The disease spread far from the battlefield. It reached Vermont by late summer. On Sept. 21, 1918, the Rutland Herald reported that 40 students at Middlebury College and 60 at Norwich University were sick. They were among the first of an estimated 50,000 Vermonters who would be stricken.
Graham, at home in Craftsbury, was disturbed by the newspaper reports he was reading. He wrote Charles Dalton, secretary of the state Board of Health, asking whether the state should ban public gatherings. Graham worried that a ban would hurt the sale of war bonds. Dalton said no ban was necessary, but as the disease spread over the coming days, he reversed his decision and prohibited all public gatherings, including at schools and churches.
In late September, Massachusetts Lt. Gov. Calvin Coolidge wired surrounding states, asking for doctors to treat the ailing in his state. Graham responded that none could be spared. Nationwide, one-quarter of all the nation’s doctors and one-third of its nurses were serving in the military.
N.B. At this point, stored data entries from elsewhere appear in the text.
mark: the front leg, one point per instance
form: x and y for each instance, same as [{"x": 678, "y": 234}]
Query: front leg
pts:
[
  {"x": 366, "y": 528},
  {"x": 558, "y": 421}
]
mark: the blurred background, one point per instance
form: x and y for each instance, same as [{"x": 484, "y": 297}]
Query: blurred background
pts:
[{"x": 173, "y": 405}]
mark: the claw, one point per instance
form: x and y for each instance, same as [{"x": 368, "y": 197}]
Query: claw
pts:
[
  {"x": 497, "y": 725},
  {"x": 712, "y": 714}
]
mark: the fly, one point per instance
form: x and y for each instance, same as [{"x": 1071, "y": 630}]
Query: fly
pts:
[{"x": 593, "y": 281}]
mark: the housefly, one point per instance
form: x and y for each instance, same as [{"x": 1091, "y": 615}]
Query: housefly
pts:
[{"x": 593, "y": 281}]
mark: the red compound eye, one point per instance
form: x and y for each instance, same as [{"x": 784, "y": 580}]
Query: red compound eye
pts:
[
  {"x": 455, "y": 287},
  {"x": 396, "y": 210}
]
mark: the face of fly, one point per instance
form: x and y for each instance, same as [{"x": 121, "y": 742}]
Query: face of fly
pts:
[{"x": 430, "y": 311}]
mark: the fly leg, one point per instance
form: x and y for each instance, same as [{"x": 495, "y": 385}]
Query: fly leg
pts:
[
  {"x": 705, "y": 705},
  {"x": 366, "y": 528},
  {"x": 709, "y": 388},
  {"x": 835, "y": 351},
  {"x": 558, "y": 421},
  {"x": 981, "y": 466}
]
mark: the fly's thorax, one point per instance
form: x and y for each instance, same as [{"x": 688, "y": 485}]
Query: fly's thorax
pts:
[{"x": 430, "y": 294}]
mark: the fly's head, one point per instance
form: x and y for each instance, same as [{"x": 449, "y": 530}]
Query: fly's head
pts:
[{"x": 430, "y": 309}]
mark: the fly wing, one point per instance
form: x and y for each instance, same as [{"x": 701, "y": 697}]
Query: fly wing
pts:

The epidemic peaked in mid-October and quickly declined. On Oct. 31, Dalton lifted the ban on public gatherings. Less than two weeks later, on Nov. 11, 1918, World War I, the war that was supposed to end all wars, came to an end. It had claimed the lives of 642 Vermonters.
The epidemic, which the war had helped fuel, had killed nearly three times that many in Vermont. The pandemic struck the state again in the new year, killing several hundred more Vermonters, but it got less attention in the state’s newspapers. Exhausted from the turmoil, suffering and death brought by war and plague, Vermonters apparently wanted to move on.